OpenAI announced on Monday, Dec 9th, that it has released its artificial intelligence model, which generates video from text prompts to ChatGPT Plus and Pro users, further expanding its efforts into multimodal AI technologies.
The Microsoft-backed company, which sparked a generative AI wave with the launch of its ChatGPT chatbot in November 2022, now aims to compete with similar text-to-video tools from Meta, Alphabet’s Google, and Stability AI’s Stable Video Diffusion.
The AI model, named Sora, was initially introduced in February but its access had been limited to safety testers during its research preview phase. Now, it is available to ChatGPT Plus and Pro users as Sora Turbo at no additional cost.
“We’re working on tailored pricing for different types of users, which we plan to make available early next year,” the company stated on its website.
Users will be able to generate videos up to 1080p resolution, with a duration of up to 20 seconds, and in widescreen, vertical, or square aspect ratios.
“We’re teaching AI to understand and simulate the physical world in motion, with the goal of training models that help people solve problems that require real-world interaction.

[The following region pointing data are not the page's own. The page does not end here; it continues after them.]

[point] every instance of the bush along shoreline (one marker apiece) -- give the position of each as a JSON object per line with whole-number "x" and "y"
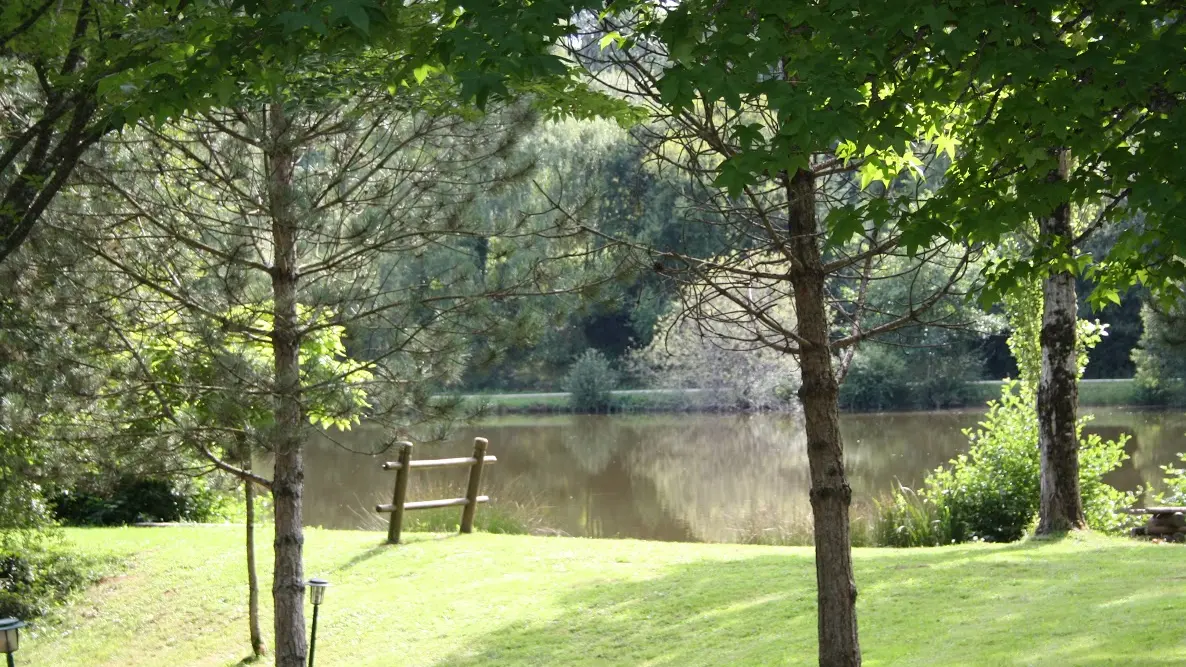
{"x": 1092, "y": 393}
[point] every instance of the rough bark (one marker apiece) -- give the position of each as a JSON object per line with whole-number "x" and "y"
{"x": 830, "y": 493}
{"x": 1058, "y": 394}
{"x": 253, "y": 579}
{"x": 288, "y": 477}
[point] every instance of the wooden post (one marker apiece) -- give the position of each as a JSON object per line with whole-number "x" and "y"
{"x": 471, "y": 490}
{"x": 400, "y": 494}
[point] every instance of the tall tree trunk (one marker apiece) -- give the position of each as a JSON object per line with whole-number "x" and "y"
{"x": 830, "y": 493}
{"x": 1058, "y": 393}
{"x": 288, "y": 478}
{"x": 253, "y": 579}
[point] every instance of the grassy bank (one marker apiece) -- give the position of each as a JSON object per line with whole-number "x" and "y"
{"x": 517, "y": 601}
{"x": 1097, "y": 393}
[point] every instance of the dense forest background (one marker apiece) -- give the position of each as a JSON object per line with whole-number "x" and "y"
{"x": 623, "y": 192}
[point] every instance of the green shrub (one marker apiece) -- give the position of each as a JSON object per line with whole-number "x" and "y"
{"x": 34, "y": 578}
{"x": 875, "y": 380}
{"x": 590, "y": 381}
{"x": 133, "y": 500}
{"x": 993, "y": 491}
{"x": 945, "y": 380}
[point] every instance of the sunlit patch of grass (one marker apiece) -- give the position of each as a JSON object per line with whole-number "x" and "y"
{"x": 516, "y": 601}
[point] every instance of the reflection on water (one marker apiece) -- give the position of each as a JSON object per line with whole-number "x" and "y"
{"x": 693, "y": 477}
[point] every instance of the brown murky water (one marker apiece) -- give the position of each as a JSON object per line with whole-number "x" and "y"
{"x": 689, "y": 477}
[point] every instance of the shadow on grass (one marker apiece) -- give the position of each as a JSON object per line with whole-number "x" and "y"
{"x": 383, "y": 547}
{"x": 1024, "y": 604}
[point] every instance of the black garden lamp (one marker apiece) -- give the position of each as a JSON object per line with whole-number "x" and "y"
{"x": 316, "y": 595}
{"x": 10, "y": 636}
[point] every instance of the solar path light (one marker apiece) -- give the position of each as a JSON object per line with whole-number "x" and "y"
{"x": 10, "y": 636}
{"x": 316, "y": 595}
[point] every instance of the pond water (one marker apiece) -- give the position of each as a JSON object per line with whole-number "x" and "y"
{"x": 688, "y": 477}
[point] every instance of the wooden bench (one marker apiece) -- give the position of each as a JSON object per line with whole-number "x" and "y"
{"x": 1167, "y": 522}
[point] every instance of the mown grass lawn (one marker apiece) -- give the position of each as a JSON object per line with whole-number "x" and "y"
{"x": 515, "y": 601}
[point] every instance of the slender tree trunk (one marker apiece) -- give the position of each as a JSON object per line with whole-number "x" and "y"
{"x": 253, "y": 579}
{"x": 1058, "y": 393}
{"x": 288, "y": 478}
{"x": 830, "y": 493}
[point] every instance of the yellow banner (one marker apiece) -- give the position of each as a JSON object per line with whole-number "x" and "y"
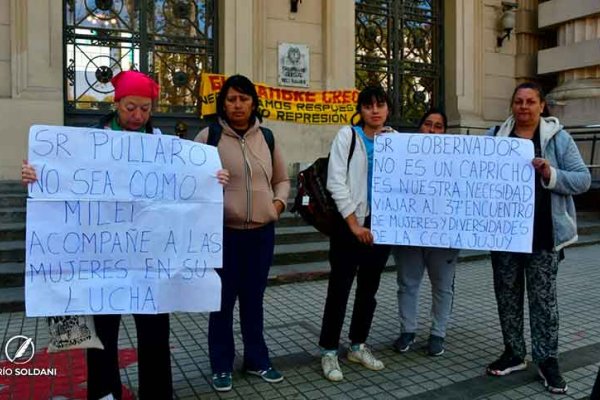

Sora, our text-to-video model, can generate videos up to a minute long while maintaining visual quality and adhering to the user’s prompt.”
OpenAI mentioned that while Sora is not yet available in EU countries, Switzerland, and the UK, it will be accessible in other regions where ChatGPT is available.
The company also noted that it will block the creation and upload of harmful content, such as child sexual abuse material and sexual deepfakes, to prevent misuse. “Uploads of people will be limited at launch, but we intend to roll the feature out to more users as we refine our deepfake mitigations,” OpenAI added.
Sora offers a number of features that provide users with greater control over the video generation process. Here’s an overview of each:
Remix: The remix feature allows users to reimagine existing videos by modifying elements like colors, backgrounds, or visual components, without altering the core essence of the original video. This is ideal for creators looking to update old content, tailor videos for specific themes, or experiment with different variations for branding purposes.
Re-cut: The re-cut feature lets creators identify and isolate the most impactful frames in a video. These key frames can be extended in either direction to construct a more complete scene. This tool is perfect for highlighting specific moments, emphasizing particular visuals, or ensuring smoother transitions between scenes. By focusing on the strongest frames, re-cut helps refine the storytelling process, giving creators more control over pacing and emphasis.
Loop: The loop feature enables seamless repetitions of video clips. Ideal for creating background visuals, music videos, or hypnotic animations, it ensures smooth transitions between loops, allowing creators to extend the duration of captivating moments or maintain a consistent rhythm for videos meant to play continuously.
Storyboard: The storyboard feature lets creators generate specific shots at designated frame points along the timeline. This provides precise control over the visual narrative. For example, in OpenAI’s demo, the storyboard sequence is as follows:
Frames 0-114: “A vast red landscape with a docked spaceship in the distance.”
Frames 114-324: “Looking out from inside the spaceship, a space cowboy stands center frame.”
Frames 324-440: “Detailed close-up view of an astronaut’s eyes framed by a knitted fabric mask.”
Blend: The blend feature allows users to merge different video or style elements, creating new and unique compositions. By mixing footage, colors, or artistic approaches, this tool enables creators to experiment and craft visuals that feel distinct and fresh. It’s ideal for experimental projects, mashups, or creative storytelling that explores unconventional ideas.
Style Presets: The style preset feature provides a collection of predefined aesthetic templates that can be applied to videos. These presets make it easier for creators to achieve specific looks, whether cinematic, vibrant and playful, or professional.